思ったよりも鉄幹は先を進んでいた。二〇メートル程先に鉄幹の巨体が見える。優輔は全速力で鉄幹に追いつき、併走するように後ろについた。自慢ではないが足の速さには自信がある。優輔は男子にしては比較的小柄だが、その分小回りが利く。小さな体を生かした戦いが優輔の本分なのだ。


しかしなぜ後ろにつくのか?


それは既に後方に装甲蟹の大群が押し寄せているからだ。


金属と石畳の地面がぶつかる嫌な音が通路に反響する。赤い双眸が無数に蠢き、発光苔の淡い緑色とが神秘的なコントラストを描き出している…訳がない。殺意がひしひしと伝わり、今にも襲いかかりそうな勢いなのに神秘的なコントラストなど描き出す訳がない。


装甲蟹自体移動速度は俊敏とは言い難い。だが鉄幹が速く走れないので必然と優輔それに合わせる形になり、二者のスピードはほぼ互角だった。


だが、少しばかり装甲蟹の方が速い。徐々に二人に追いすがってくる。


装甲蟹の恐ろしさは大群で攻められると収拾がつかなくなってしまうことだ。倒しても倒しても尚増幅する。自然に押し寄せる波を打ち消そうとすることと同じくらい無意味なことだ。


今ここではその惨劇が繰り広げられている真っ最中だ。
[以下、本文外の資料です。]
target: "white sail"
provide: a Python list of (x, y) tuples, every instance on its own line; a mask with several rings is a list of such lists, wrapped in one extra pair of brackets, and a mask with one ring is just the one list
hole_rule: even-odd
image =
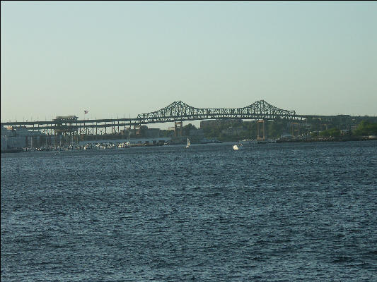
[(186, 148), (188, 148), (191, 145), (191, 143), (190, 142), (190, 139), (187, 138), (187, 145), (186, 146)]

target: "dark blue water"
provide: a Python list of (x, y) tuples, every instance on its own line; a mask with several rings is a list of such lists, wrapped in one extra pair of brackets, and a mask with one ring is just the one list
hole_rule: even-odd
[(377, 142), (1, 154), (1, 281), (377, 281)]

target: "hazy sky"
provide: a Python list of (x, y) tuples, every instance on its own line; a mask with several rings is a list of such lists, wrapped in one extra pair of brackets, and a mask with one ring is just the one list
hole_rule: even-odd
[(1, 8), (2, 122), (136, 117), (179, 100), (377, 116), (376, 1)]

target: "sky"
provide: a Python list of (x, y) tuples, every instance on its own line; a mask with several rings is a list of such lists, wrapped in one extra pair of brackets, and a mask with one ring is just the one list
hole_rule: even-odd
[(376, 1), (1, 1), (1, 120), (261, 99), (377, 116), (376, 15)]

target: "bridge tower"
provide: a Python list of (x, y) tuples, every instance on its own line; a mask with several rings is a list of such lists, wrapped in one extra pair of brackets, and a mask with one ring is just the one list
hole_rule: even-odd
[(265, 120), (257, 121), (257, 140), (265, 141), (266, 140), (265, 128)]
[(174, 122), (174, 136), (182, 136), (182, 131), (183, 127), (182, 126), (182, 121)]

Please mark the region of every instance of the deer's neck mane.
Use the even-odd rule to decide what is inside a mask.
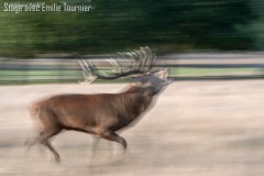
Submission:
[[[143,113],[151,105],[153,95],[147,87],[130,87],[121,94],[123,108],[134,118]]]

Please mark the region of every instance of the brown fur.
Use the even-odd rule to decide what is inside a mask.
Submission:
[[[127,141],[116,131],[135,121],[151,105],[152,88],[133,84],[120,94],[59,95],[35,102],[33,118],[43,125],[30,146],[40,142],[50,148],[57,162],[58,153],[48,139],[62,130],[76,130],[114,141],[127,148]]]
銀色をした異質な蟹は隆盛を極めている。


優輔は走りながら腰のホルスターに手をかけ、拳銃型古代兵器を引き抜く。抜きざまに撃鉄を引き起こし、首だけを器用に後ろに向けて引き金を引いた。弾丸ではなく、紫色のラインが一直線に進む。進んだ先には装甲蟹の核。核が貫通し、ガラスにひびが入るような音がする。装甲蟹の大群の先駆けは力の源を失い、失速する。


速度が弱まった瞬間、後続に跳ね飛ばされた。そして金属が潰れる音。そんな音も大群の足音に掻き消されてしまった。少しでも規律を守らなかったものへの制裁を加えるかのようだった。


優輔はぞっと慄然した。


(もし追いつかれたから……)


自分達もああなるのだろうか。


無残にも潰され、骨までぐちゃぐちゃにされ、そして最後には蟹どもに喰われ……


背筋に冷たいものが流れる。


そう感じながらも、優輔は走り、撃ち、走り、撃ちを続けていた。


この拳銃型古代兵器は一般のとは異なり、弾丸の装填を必要としない。なぜなら弾丸の代わりに己の体内に宿る魔力を練って発射しているからだ。
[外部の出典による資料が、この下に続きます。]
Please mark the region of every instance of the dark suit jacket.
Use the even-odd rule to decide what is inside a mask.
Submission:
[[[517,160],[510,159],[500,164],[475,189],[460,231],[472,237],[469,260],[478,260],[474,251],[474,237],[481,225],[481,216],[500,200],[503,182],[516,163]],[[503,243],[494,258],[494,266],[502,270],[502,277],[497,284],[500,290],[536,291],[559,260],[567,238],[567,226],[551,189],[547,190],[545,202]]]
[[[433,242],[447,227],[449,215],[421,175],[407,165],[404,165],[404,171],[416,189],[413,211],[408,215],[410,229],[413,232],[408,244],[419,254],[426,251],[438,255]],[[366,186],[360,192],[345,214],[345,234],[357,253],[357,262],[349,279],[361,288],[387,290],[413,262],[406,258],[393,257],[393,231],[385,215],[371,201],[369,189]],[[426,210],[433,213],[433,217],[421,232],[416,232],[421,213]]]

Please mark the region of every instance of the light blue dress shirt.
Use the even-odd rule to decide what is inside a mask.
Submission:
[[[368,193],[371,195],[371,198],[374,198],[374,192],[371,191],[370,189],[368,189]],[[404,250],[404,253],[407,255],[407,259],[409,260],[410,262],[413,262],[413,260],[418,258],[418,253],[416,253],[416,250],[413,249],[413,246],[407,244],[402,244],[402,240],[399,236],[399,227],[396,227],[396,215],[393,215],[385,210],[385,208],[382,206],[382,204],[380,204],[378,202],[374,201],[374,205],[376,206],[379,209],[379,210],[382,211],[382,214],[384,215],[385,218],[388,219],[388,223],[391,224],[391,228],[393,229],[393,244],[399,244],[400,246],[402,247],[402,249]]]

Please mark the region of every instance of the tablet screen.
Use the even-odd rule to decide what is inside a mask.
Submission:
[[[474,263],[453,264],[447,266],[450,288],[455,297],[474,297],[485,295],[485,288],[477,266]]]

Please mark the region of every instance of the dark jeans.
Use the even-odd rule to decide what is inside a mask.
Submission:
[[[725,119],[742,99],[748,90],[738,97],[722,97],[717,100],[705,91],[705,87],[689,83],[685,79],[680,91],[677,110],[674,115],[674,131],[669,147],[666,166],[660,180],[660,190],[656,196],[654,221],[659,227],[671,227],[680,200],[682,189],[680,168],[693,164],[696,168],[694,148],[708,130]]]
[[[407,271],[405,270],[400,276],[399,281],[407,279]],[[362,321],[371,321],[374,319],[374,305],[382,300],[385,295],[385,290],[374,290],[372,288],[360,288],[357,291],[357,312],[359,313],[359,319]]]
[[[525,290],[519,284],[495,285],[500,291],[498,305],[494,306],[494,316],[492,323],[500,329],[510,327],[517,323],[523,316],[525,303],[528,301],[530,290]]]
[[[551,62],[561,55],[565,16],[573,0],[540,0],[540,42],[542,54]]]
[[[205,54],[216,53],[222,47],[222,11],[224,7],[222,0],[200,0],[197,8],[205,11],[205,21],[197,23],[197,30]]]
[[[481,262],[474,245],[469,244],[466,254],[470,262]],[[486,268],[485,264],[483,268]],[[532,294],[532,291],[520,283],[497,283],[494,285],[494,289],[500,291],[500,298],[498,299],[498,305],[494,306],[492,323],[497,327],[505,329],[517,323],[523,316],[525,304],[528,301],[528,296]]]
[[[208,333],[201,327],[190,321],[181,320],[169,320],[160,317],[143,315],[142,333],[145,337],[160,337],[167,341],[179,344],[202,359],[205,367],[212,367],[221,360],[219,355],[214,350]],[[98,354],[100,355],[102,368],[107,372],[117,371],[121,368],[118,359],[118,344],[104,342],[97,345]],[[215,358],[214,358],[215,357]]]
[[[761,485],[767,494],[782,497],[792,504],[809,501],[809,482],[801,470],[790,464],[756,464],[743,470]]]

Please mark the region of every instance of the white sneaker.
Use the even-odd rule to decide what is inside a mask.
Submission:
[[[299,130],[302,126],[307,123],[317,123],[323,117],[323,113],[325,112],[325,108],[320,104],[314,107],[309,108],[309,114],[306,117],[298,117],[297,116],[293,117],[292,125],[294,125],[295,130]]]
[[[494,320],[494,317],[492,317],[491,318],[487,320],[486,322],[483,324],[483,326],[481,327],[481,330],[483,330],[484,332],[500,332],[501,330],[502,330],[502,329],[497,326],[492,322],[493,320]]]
魔力、とは云うが、実際には何も解明されていない未知のエネルギーだ。現代の科学では全く解析できず、なぜこのようなものが存在するのか不明瞭な部分が多い。故にその神秘性を揶揄して〈魔力〉と呼ばれている。実際問題、この力は古代兵器を動かすためのエネルギーとまでしか判っていない。


さらに、この力は全ての人間に公平に与えられている訳ではない。力が強い者もいれば、弱い者もいる。あまつさえ力が全く無い者も存在する。というか、この世界には力を有していない人間の数の方が大多数を占めている。


すなわち優輔や鉄幹みたいな者はエリートなのだ。図らずも選ばれた者。選ばれた者の能力は時として人間を凌駕する。


優輔もとても人間業とは思えない射撃を披露していた。


後ろから迫ってくる装甲蟹を超高速射撃で次々と屠っていく。だがその数は一向に減らない。一体倒すごとに周りから新たに追加される。その勢いに優輔は走りながらも茫然とした。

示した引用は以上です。